On Sunday, 1 August 2021 at 17:56:00 UTC, rikki cattermole wrote:

It appears you are using the wrong lowercase character.

https://en.wikipedia.org/wiki/Dotted_and_dotless_I

From a quick experiment, it appears std.uni is treating the 
upper case dotted I's lower case as a grapheme. Which it 
probably shouldn't be as there is an actual character for that.


We might need to update our unicode database... or something.
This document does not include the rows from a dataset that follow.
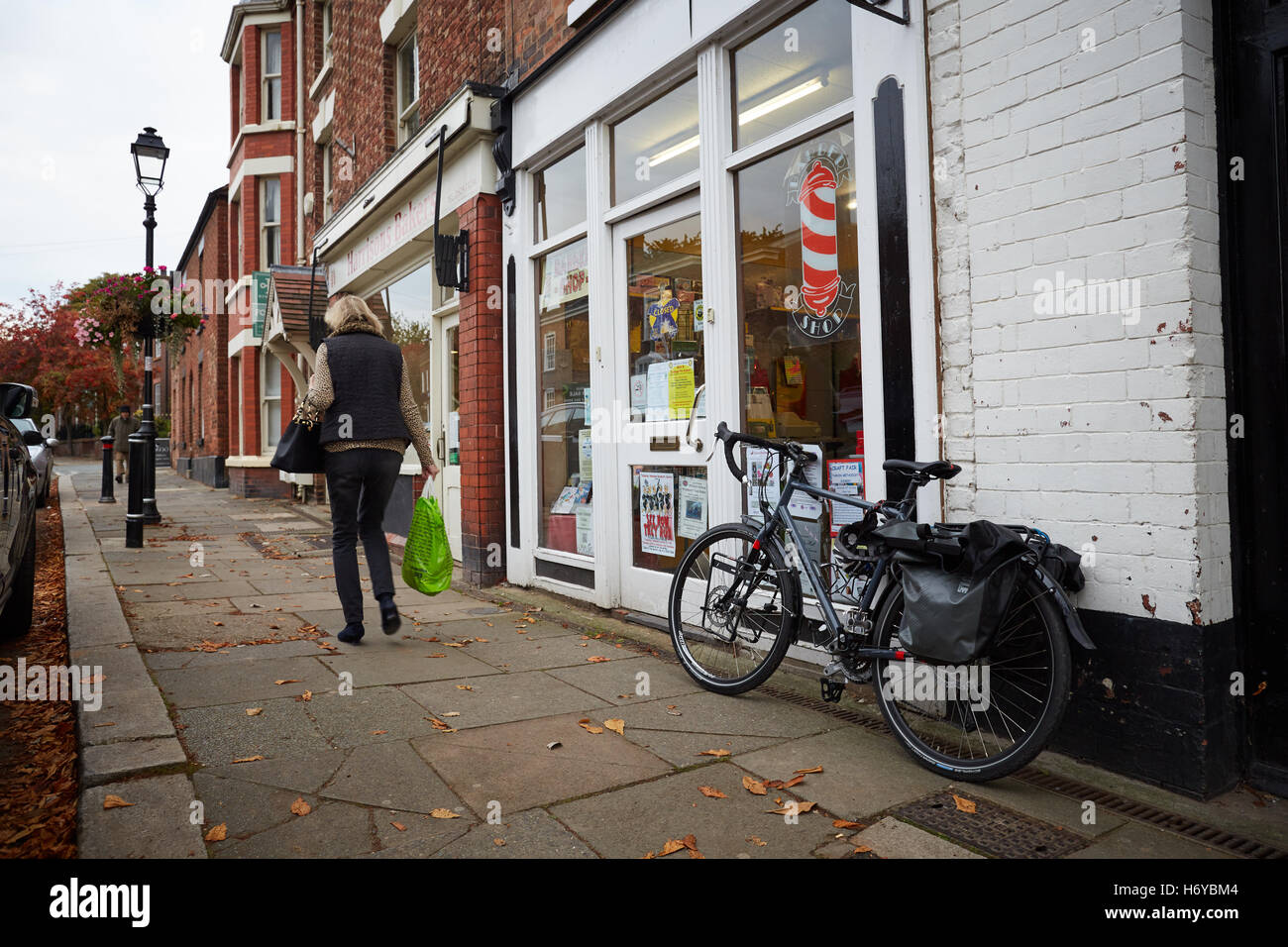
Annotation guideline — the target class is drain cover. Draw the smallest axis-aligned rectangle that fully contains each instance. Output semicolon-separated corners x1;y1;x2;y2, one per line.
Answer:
896;791;1091;858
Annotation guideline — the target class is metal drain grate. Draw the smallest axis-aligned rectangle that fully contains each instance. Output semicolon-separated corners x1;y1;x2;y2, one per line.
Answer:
1015;767;1288;860
894;791;1091;858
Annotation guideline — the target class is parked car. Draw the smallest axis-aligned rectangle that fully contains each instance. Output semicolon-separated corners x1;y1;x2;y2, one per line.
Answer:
0;382;40;638
13;417;58;506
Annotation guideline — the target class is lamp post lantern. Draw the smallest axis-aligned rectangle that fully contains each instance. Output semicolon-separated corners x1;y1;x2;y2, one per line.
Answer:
125;126;170;549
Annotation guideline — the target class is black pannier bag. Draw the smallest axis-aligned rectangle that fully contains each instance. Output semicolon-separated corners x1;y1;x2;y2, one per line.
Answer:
1039;543;1087;591
875;519;1027;665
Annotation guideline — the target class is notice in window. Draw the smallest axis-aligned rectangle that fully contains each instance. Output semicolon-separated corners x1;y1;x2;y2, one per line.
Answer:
640;472;675;557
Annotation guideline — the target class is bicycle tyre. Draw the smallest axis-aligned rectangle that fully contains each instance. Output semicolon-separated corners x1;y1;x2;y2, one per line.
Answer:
872;567;1072;783
667;523;802;694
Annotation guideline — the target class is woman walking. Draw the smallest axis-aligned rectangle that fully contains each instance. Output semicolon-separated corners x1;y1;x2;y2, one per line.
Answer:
300;296;438;644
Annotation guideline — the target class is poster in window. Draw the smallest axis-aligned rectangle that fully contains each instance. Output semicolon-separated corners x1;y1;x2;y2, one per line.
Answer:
827;458;863;536
677;476;707;540
640;472;675;557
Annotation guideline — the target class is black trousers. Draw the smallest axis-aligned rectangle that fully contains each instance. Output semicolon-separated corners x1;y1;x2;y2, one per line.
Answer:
326;447;403;622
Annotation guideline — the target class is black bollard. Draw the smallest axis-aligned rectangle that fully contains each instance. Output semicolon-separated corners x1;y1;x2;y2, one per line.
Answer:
125;430;152;549
98;434;116;502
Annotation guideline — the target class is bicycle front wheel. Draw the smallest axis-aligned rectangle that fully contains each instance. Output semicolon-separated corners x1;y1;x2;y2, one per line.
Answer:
667;523;800;694
872;571;1070;783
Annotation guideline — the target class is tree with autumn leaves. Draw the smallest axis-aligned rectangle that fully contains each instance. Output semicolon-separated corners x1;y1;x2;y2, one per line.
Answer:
0;284;143;436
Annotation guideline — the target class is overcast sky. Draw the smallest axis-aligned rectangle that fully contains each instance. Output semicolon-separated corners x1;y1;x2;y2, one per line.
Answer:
0;0;232;311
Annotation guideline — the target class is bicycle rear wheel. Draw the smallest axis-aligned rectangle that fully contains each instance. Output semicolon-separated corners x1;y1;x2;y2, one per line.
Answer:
872;571;1070;783
667;523;800;694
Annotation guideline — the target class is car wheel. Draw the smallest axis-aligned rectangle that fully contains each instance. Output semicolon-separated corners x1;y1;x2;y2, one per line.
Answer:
0;517;36;638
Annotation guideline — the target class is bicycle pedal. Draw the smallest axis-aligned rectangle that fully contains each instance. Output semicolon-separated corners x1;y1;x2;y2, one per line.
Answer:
818;678;845;703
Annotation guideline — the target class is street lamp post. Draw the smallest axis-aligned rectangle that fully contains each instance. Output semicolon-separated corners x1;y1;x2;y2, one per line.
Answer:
125;126;170;549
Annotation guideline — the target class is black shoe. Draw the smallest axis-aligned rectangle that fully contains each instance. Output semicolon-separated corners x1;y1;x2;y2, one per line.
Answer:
380;595;402;635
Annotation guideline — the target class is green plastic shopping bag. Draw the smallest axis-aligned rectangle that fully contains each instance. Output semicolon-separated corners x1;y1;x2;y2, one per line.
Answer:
403;480;452;595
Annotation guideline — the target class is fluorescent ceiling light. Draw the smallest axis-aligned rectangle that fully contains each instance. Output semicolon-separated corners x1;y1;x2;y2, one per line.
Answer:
738;78;823;125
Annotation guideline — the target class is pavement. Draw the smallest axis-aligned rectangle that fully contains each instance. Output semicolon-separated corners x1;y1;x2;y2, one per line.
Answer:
59;460;1288;858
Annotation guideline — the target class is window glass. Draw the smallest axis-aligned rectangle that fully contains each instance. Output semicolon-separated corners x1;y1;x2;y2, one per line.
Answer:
383;264;434;464
536;239;593;556
533;149;587;240
733;0;854;149
626;214;705;421
610;76;698;204
735;125;863;472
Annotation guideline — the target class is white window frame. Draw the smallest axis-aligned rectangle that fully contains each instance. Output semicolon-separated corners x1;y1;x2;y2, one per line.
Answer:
394;30;420;146
259;177;282;269
322;0;335;69
259;347;282;454
259;29;284;123
322;140;335;223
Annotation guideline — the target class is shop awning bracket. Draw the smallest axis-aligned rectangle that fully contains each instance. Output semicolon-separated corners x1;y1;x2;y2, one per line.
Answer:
850;0;911;26
434;125;471;292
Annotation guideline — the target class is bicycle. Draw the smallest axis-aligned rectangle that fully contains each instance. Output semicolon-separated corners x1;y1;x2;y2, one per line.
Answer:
667;423;1095;783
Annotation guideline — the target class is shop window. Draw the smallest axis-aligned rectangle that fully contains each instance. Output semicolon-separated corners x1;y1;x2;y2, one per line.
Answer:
631;464;708;573
396;31;420;145
610;77;698;204
261;30;282;121
259;177;282;269
733;0;854;149
532;149;587;243
626;214;705;421
735;125;863;474
536;240;593;556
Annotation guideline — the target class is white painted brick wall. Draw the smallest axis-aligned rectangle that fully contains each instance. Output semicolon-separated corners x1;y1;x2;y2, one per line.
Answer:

It's not the wrong lower-case character. Turkish uses U+0069 
(a.k.a. ASCII 'i') for lower-case dotted I, but has a non-default 
case mapping that pairs U+0069 with U+0130 ('İ') rather than 
U+0049 (ASCII 'I'). Phobos' std.uni uses the default case mapping 
for its toUpper function, so it does not produce the correct 
result for Turkish text.


Source: https://www.unicode.org/faq/casemap_charprop.html#1

A common solution to this in other languages is to have a version 
of toUpper that takes a locale as an argument. Some examples:


- Javascript: 
https://developer.mozilla.org/en-US/docs/Web/JavaScript/Reference/Global_Objects/String/toLocaleUpperCase

- Go: https://pkg.go.dev/strings#ToUpperSpecial
- Java: 
https://docs.oracle.com/en/java/javase/11/docs/api/java.base/java/lang/String.html#toUpperCase(java.util.Locale)
- C#: 
https://docs.microsoft.com/en-US/dotnet/api/system.string.toupper?view=net-5.0


Re: GREETINGS FROM iSTANBUL

2021-08-01 Thread rikki cattermole via Digitalmars-d-learn

It appears you are using the wrong lowercase character.

https://en.wikipedia.org/wiki/Dotted_and_dotless_I

From a quick experiment, it appears std.uni is treating the upper case 
dotted I's lower case as a grapheme. Which it probably shouldn't be as 
there is an actual character for that.


We might need to update our unicode database... or something.